Le mardi 30 mai 2017, au temple de la rue  Maguelone, M. André Gounelle, avec l'éloquence qu'on lui connaît, confronta ces deux destins. Deux penseurs aux antipodes, mais autant la réaction de Paul Tillich (qui fut révoqué de son poste de professeur dès 1933 et dut s'exiler aux États-Unis) était celle qu'aux yeux de M. Gounelle et aux nôtres, commandaient la simple lucidité et, penserait-on, l'humanisme le plus spontané, autant l'exaltation de Heidegger pour la mystique hitlérienne de la race et du sol, et sa haine antisémite qu'il érigea en système théologico-politique, défient notre entendement venant de la part d'un philosophe de son envergure, et nous remplissent d'autant plus d'effroi.
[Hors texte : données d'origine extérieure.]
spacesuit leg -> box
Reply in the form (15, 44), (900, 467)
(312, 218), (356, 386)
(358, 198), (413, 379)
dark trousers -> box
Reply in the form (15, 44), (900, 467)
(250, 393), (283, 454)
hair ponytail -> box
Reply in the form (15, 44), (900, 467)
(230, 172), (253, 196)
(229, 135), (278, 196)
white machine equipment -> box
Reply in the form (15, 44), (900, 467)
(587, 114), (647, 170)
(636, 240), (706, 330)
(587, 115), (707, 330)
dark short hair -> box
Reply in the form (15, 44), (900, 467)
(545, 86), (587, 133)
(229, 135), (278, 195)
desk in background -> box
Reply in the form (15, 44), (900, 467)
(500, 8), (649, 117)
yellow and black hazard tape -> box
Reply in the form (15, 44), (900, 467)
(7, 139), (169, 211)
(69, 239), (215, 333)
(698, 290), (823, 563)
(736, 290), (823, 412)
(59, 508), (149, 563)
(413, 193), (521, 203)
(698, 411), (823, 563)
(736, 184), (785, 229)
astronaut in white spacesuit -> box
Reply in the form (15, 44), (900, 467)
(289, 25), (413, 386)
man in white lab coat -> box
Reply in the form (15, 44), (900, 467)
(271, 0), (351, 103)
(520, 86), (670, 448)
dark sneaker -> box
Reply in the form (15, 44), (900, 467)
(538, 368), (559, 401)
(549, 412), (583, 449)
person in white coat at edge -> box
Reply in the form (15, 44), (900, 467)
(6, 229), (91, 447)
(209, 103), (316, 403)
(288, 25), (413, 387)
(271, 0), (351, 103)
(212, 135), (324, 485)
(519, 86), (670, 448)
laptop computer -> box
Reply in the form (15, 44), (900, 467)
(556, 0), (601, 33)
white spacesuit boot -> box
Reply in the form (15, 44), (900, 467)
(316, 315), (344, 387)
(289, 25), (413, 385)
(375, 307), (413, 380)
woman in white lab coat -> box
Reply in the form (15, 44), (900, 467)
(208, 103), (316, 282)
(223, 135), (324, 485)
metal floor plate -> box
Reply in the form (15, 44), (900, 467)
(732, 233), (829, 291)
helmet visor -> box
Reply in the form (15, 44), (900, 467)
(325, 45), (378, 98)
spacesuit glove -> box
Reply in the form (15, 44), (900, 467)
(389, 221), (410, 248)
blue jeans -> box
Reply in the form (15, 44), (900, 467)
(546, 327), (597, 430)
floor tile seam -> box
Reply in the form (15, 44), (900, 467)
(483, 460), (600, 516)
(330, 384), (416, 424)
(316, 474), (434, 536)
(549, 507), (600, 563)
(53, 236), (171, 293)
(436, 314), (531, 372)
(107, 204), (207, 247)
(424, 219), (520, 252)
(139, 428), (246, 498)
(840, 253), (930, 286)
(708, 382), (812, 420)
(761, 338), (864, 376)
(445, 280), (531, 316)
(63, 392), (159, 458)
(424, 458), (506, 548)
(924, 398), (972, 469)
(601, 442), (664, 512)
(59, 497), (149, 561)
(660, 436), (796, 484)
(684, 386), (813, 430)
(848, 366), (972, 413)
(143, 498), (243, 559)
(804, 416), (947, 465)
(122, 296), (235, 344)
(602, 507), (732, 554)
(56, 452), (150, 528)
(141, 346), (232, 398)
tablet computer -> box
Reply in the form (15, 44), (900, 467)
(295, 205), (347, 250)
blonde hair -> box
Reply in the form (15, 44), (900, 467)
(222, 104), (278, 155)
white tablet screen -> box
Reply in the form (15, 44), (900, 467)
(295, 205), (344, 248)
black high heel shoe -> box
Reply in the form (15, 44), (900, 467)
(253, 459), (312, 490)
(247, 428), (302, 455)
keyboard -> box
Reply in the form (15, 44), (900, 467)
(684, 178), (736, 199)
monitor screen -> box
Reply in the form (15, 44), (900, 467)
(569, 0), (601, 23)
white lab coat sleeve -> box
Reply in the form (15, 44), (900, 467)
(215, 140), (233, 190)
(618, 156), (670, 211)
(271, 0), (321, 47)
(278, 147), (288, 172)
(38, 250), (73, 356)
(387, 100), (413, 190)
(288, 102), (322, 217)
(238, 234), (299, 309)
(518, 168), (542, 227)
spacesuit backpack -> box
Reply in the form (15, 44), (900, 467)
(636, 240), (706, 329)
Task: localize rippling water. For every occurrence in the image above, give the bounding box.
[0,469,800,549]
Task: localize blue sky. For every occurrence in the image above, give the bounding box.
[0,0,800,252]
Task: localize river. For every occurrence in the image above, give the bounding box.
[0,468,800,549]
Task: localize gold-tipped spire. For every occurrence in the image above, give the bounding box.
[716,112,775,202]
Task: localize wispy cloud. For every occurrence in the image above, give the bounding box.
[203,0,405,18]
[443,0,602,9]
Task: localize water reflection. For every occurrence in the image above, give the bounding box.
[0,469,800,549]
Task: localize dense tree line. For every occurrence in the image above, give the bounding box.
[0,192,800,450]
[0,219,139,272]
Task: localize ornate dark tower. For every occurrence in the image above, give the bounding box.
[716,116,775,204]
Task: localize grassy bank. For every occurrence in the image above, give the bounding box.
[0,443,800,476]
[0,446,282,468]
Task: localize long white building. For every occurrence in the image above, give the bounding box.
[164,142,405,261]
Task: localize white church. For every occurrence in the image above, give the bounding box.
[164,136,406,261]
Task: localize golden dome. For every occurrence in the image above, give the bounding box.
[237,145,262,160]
M. Gounelle possédait son sujet : il publie aux éditions Labor et Fides un recueil de conférences (traduites par ses soins) que donna Paul Tillich entre 1938 et 1959 et regroupées sous le titre Christianisme et judaïsme.  M. Gounelle est aussi l'auteur d'une biographie de Paul Tillich (Ed. Olivétan, 2013).
Le théologien allemand s'attache à démontrer que d'une part judaïsme et christianisme sont intrinsèquement solidaires et indissociables l'un de l'autre, étant issus de la même Révélation, et d'autre part qu'en Abraham, en qui « toutes les nations de la terre seront bénies » (Gn 12,3; etc.), le judaïsme est porteur d'un message essentiel pour l'humanité. On ne saurait mieux justifier la nécessité de lire et s'approprier la Bible dans son entier, Ancien et Nouveau Testaments.

Quand le pays qui avait vu naître le Réformateur qui, plus que tout autre avant lui, avait fait resplendir la révélation de la grâce salvifique de Dieu, se livra par un funeste suffrage entre les mains des exterminateurs du peuple élu, vivant témoin de ce Dieu, Paul Tillich, en se rangeant sans hésiter du côté des Juifs persécutés, obéit à son héritage luthérien dans ce qu'il avait de plus inspiré.

Notre reconnaissance va, pour finir, à Monsieur Gounelle qui, sans faire sentir un instant l'austérité et la solitude de l'immense travail fourni, a su nous ouvrir des fenêtres de réflexion mais aussi des motifs d'espérance.